En octobre, les gens de Grandson avaient demandé qu'on en appelât à Berne pour avoir la messe et l'Evangile en même temps. «Il leur fut répondu, dit Farel, que Messieurs de Berne ne voulaient pas des prêcheurs qui chantent la messe, mais qui prêchent purement et fidèlement l'Évangile, car la messe et l'Evangile sont comme le feu et l'eau... Et après cela on n'a jamais cessé de faire du trouble pendant le sermon, tant dedans l'église, comme dehors. On sonnait les cloches, on criait, on hurlait, on frappait aux portes en se moquant de ceux qui prêchaient et de ceux qui allaient les entendre. Les uns venaient mettre de grandes croix sous le nez du prédicateur, les autres faisaient la moue à la porte. Les prédicateurs recevaient des coups, des menaces, des injures... et en tout se sont montrées la patience et la tolérance de ceux qui aimaient la Parole de notre Seigneur. Car vraiment personne n'eût pu supporter les injures et outrages que faisaient les adversaires aux amis de la vérité.»

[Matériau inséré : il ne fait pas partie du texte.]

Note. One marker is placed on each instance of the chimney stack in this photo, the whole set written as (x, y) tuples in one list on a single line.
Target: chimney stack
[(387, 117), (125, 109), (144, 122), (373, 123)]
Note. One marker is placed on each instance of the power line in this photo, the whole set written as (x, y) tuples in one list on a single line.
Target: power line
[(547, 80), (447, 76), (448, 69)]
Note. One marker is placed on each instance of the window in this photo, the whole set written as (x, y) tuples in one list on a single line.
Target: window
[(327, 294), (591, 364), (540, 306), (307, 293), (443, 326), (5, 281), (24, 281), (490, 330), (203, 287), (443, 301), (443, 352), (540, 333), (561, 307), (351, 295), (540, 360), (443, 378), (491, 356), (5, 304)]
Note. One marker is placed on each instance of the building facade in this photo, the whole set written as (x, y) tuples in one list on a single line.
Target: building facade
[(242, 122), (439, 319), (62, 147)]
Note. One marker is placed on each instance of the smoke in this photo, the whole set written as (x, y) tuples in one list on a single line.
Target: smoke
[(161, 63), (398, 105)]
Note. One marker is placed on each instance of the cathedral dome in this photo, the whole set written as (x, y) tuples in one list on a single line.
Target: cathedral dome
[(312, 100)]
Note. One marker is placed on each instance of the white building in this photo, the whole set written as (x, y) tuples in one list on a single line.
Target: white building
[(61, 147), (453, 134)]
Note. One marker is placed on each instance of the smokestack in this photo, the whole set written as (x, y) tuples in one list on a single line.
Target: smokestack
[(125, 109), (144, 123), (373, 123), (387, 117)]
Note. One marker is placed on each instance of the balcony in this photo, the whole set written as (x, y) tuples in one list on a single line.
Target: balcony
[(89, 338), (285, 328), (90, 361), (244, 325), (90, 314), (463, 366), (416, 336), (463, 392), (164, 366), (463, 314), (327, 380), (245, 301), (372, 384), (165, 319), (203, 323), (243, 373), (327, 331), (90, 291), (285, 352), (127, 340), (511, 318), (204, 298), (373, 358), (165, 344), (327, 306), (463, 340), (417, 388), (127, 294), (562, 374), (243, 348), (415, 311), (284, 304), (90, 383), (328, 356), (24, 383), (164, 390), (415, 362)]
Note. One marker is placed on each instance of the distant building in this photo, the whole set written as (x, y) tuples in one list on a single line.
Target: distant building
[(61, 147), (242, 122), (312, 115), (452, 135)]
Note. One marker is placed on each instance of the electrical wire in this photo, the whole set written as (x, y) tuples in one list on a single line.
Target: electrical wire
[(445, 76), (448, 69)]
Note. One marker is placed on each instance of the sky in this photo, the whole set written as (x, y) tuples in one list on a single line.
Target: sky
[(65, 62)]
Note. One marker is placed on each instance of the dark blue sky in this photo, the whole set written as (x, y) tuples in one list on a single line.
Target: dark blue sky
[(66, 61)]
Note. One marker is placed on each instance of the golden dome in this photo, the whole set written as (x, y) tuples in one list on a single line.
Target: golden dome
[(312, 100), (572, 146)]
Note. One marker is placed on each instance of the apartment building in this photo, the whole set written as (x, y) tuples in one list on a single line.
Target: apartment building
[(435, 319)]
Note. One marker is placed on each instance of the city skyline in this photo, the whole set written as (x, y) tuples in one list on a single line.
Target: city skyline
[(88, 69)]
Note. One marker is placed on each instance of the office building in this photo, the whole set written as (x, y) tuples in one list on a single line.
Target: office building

C'est à cette époque qu'un réformé, qui venait d'arriver à Grandson, écrivait le lendemain: « Les prédicants ont le visage aussi déchiré que s'ils s'étaient battus avec des chats, et l'on a sonné contre eux le tocsin comme pour une chasse aux loups. »

Quelques semaines plus tard, Masuyer, ministre de Concise, écrivait à Berne: « Le curé de Concise lisant dans une Bible chez un hôte nommé Pilloue..., l'une des filles de céans lui dit: Déclarez-nous quelque chose de ce livre, et il répondit: Ce n est pas à vous de savoir les affaires de Dieu, et elle dit: Aussi bien que vous, car je suis chrétienne et fille de notre Seigneur aussi bien que vous. Alors le curé se lève, la voulant frapper et lui dit: Si tu étais ma soeur, je te frapperais jusqu'à te faire baiser le plancher. Mais la fille prit une chaise pour se défendre et il n'osa la toucher. » Telles étaient les scènes au milieu desquelles les serviteurs du Seigneur prêchaient journellement.